Project A (1983)

Directed by
A Hong Kong cinema landmark
Reviewed by Simon on 2022-12-08

I think that by 1982 Jackie Chan and Sammo Hung realised they had taken the traditional kung fu film as far as it could go, with The Young Master and The Prodigal Son respectively, and were looking for ways to make use of their particular talents to impress audiences anew.

In Jackie's case the answer was using what must have been an uncommonly large budget for Golden Harvest to explore a relatively untapped period of Hong Kong's history, for a rowdy mix of action and comedy with a greater focus on stunts and brawling than conventional kung fu.

The result was definitely a step forward for Hong Kong cinema, one that cemented Jackie Chan's claim to be its preeminent star. It seems like no expense was spared to make PROJECT A as polished a showcase of his skill and charisma as he could deliver.

Sammo Hung backs him up, repaying the favour of Jackie's appearance in WINNERS & SINNERS (or possibly vice versa), and with Yuen Biao appearing in both The Three Brothers were born. It's testament to how naturally the three of them play off each other that they're still remembered as such despite only appearing in the same film a handful of times.

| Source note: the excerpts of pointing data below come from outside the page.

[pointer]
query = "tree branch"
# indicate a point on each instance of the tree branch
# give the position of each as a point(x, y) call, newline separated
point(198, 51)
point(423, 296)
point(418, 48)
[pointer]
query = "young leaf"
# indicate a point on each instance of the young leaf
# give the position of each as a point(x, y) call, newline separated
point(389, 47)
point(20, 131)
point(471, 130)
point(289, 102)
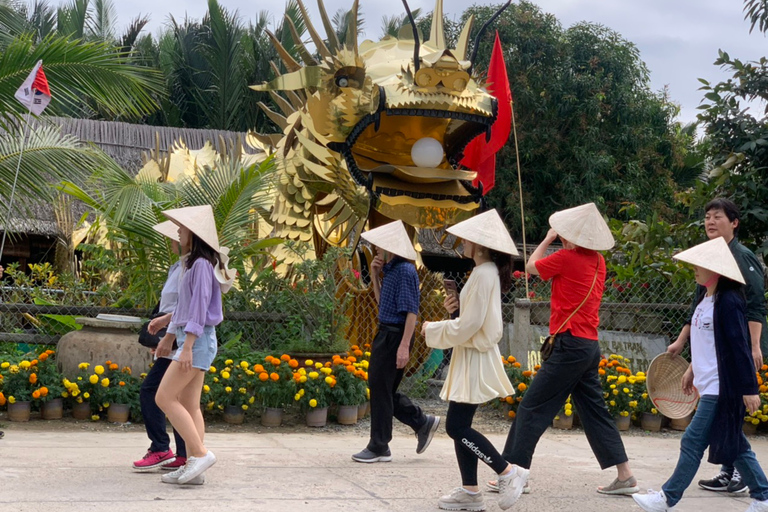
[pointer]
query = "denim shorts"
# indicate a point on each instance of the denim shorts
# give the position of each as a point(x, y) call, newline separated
point(203, 351)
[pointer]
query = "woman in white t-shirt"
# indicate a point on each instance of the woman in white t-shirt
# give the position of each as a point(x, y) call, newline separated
point(722, 372)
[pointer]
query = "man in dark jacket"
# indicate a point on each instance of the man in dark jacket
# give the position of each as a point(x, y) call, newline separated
point(722, 218)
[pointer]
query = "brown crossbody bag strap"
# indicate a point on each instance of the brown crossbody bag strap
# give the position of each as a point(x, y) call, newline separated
point(549, 342)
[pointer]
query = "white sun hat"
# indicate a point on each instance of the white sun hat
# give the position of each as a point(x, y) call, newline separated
point(168, 229)
point(393, 238)
point(583, 226)
point(486, 229)
point(200, 221)
point(714, 255)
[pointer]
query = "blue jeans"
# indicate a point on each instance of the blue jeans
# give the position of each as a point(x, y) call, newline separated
point(692, 446)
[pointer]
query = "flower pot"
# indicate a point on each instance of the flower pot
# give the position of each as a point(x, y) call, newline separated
point(81, 411)
point(563, 422)
point(317, 417)
point(347, 415)
point(271, 417)
point(234, 415)
point(651, 422)
point(680, 423)
point(749, 428)
point(118, 413)
point(52, 409)
point(19, 411)
point(622, 422)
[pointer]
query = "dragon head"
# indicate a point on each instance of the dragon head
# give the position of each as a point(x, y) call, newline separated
point(397, 114)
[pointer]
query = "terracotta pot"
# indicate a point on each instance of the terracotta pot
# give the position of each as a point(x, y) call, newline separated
point(234, 415)
point(563, 422)
point(749, 428)
point(680, 423)
point(272, 417)
point(52, 409)
point(118, 413)
point(81, 411)
point(19, 411)
point(347, 415)
point(650, 422)
point(622, 422)
point(317, 417)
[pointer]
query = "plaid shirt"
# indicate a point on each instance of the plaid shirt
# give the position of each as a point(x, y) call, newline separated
point(399, 292)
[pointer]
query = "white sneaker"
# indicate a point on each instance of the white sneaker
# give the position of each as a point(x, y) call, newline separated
point(196, 466)
point(173, 478)
point(460, 499)
point(511, 486)
point(652, 501)
point(758, 506)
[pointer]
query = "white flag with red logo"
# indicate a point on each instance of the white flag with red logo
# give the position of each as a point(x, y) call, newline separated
point(34, 92)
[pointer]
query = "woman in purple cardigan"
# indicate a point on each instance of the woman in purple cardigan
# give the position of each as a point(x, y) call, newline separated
point(723, 373)
point(204, 278)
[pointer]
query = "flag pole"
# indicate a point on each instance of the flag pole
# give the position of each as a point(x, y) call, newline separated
point(15, 179)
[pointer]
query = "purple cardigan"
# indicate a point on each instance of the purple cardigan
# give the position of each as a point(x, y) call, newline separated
point(199, 300)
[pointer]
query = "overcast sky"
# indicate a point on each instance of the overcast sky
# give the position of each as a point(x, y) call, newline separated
point(678, 39)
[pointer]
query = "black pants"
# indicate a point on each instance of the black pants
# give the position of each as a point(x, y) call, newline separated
point(154, 417)
point(571, 370)
point(470, 445)
point(383, 380)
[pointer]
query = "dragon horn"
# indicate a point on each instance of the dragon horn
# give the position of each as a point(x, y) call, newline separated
point(437, 32)
point(480, 34)
point(415, 36)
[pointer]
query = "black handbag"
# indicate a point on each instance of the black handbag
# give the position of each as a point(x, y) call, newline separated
point(548, 345)
point(147, 339)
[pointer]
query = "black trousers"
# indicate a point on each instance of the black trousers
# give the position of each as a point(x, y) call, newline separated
point(383, 380)
point(154, 417)
point(571, 370)
point(470, 445)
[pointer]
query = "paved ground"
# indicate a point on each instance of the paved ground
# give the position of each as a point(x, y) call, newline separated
point(49, 469)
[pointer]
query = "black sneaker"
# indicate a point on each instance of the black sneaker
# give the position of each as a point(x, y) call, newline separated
point(426, 433)
point(737, 484)
point(718, 484)
point(368, 456)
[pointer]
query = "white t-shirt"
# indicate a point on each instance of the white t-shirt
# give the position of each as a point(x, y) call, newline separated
point(703, 354)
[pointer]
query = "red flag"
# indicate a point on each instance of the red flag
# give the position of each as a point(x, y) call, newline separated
point(34, 92)
point(479, 155)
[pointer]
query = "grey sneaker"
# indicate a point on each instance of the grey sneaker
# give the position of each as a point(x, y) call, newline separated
point(196, 466)
point(173, 478)
point(368, 456)
point(511, 486)
point(460, 499)
point(426, 433)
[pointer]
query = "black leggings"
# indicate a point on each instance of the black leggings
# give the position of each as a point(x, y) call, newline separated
point(470, 445)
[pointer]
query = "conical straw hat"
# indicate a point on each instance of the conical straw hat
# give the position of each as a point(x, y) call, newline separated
point(392, 237)
point(486, 229)
point(664, 383)
point(168, 229)
point(714, 255)
point(199, 220)
point(583, 226)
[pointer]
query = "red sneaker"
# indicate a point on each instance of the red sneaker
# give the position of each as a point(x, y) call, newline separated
point(175, 464)
point(153, 460)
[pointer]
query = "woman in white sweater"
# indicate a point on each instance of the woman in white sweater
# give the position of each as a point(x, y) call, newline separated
point(476, 373)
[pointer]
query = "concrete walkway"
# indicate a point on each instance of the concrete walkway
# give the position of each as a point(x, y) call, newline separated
point(56, 471)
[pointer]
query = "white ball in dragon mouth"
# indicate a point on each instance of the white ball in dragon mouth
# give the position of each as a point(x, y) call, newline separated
point(427, 152)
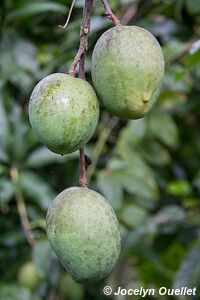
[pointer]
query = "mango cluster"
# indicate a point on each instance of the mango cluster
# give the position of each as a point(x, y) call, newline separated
point(127, 72)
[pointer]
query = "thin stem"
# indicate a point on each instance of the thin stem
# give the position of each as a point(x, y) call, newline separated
point(80, 59)
point(109, 14)
point(84, 31)
point(82, 175)
point(21, 207)
point(69, 15)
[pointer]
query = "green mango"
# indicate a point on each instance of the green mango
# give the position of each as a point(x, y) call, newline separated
point(29, 276)
point(83, 231)
point(127, 71)
point(63, 112)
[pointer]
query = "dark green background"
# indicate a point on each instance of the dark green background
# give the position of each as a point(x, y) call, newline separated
point(148, 169)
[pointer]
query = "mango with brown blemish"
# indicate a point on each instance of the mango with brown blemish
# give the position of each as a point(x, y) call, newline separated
point(127, 71)
point(84, 233)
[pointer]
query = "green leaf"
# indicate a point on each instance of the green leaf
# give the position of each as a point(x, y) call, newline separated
point(155, 153)
point(135, 176)
point(31, 9)
point(133, 215)
point(169, 218)
point(7, 190)
point(4, 128)
point(43, 156)
point(189, 270)
point(36, 188)
point(177, 79)
point(133, 132)
point(42, 256)
point(163, 127)
point(110, 186)
point(193, 7)
point(192, 60)
point(180, 188)
point(19, 65)
point(14, 292)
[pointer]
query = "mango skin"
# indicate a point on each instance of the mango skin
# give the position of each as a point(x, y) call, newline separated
point(127, 71)
point(83, 231)
point(63, 112)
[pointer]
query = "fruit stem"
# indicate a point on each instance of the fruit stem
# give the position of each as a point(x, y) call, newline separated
point(109, 14)
point(82, 175)
point(80, 59)
point(84, 31)
point(21, 207)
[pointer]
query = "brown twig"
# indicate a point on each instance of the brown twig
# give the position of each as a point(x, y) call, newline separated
point(129, 13)
point(21, 207)
point(85, 28)
point(109, 14)
point(80, 59)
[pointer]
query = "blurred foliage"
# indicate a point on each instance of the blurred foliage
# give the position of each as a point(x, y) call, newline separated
point(148, 169)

A vague story about pirates ties the skits, brawls and set-pieces together but isn't really the main focus of the film - though I guess nobody told Dick Wei that, as he gives 100% to his role as pirate chief Lo San Po. The story is coherent, not always a given in Hong Kong films, but it's paper thin. It does provide Jackie with an opportunity to deliver a surprisingly impassioned speech about corruption and giving the people of Hong Kong the respect and dignity they deserve though.

Mostly it's a light-hearted caper though, with Jackie paying homage to the physical comedy of the silent era whilst also setting forth a vision for the future of Hong Kong action cinema. Quite an achievement.